Cefotaxime Sala 1 g powder for injection solution EFG

Package leaflet: Information for the user

Introduction

Package leaflet: Information for the user

Cefotaxime Sala 1 g powder for injectable solution EFG

Read the entire leaflet carefully before you start using this medicine, as it contains important information for you.

• Keep this leaflet, as you may need to read it again.
• If you have any questions, consult your doctor, pharmacist, or nurse.
• This medicine has been prescribed for you personally and you must not give it to others, even if they have the same symptoms as you, because it may harm them.
• If you experience any adverse effects, consult your doctor, pharmacist, or nurse, even if they are adverse effects not listed in this leaflet. See section 4.

Leaflet contents:

1. What Cefotaxime Sala is and what it is used for

1. What you need to know before starting to use Cefotaxime Sala

3. How to use Cefotaxime Sala

1. Possible adverse effects

5. Storage of Cefotaxime Sala

Store at room temperature between 15°C and 30°C. Protect from light and moisture. Keep the container tightly closed. Keep out of reach of children. Do not use after the expiration date stated on the label. Keep the medicine in its original packaging to protect from light.

6. Contents of the pack and other information

1. What is Cefotaxime Sala and what is it used for?

Cefotaxime (an antibiotic belonging to the group of medicines known as cephalosporins) is a medicine used to fight bacteria.

Antibiotics are used to treat bacterial infections and are not effective against viral infections such as influenza or the common cold.

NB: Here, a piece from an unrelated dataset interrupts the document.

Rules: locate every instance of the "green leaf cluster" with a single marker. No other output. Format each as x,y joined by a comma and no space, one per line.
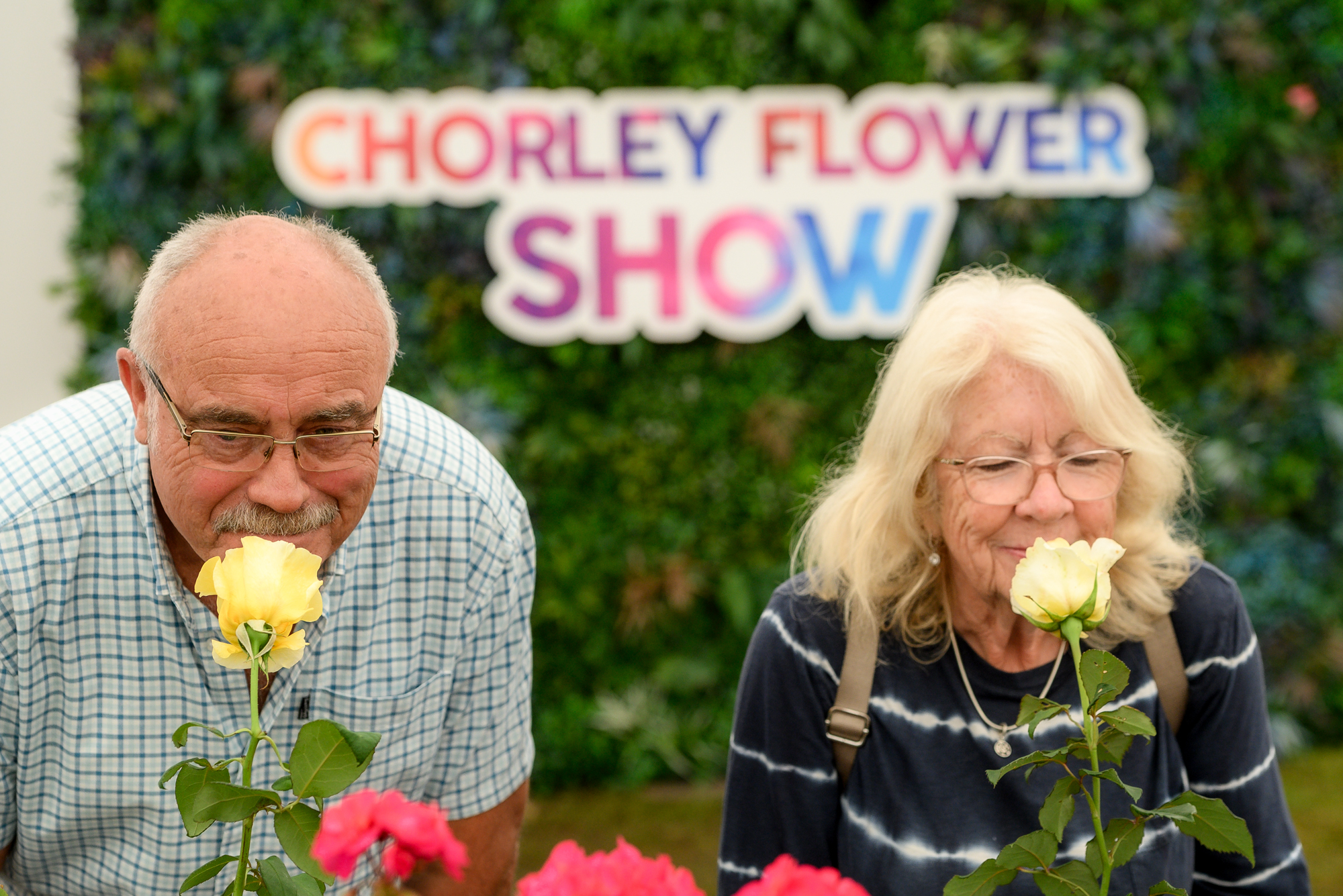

It is important that you follow your doctor's instructions regarding dose, dosing interval, and duration of treatment.

Do not store or reuse this medicine. If you have leftover antibiotic after completing treatment, return it to the pharmacy for proper disposal. Medicines must not be disposed of via the drain or in household waste.

It is indicated for infections caused by germs sensitive to cefotaxime:

• respiratory tract infections,
• otorhinolaryngological infections,
• renal and urinary tract infections,
• skin and soft tissue infections,
• bone and joint infections,
• gynecological infections, including gonorrhea,
• abdominal infections (including peritonitis),
• meningitis,
• blood poisoning (sepsis),
• inflammation of the heart (endocarditis),
• Lyme disease (especially stages II and III) (infection mainly caused by tick bites).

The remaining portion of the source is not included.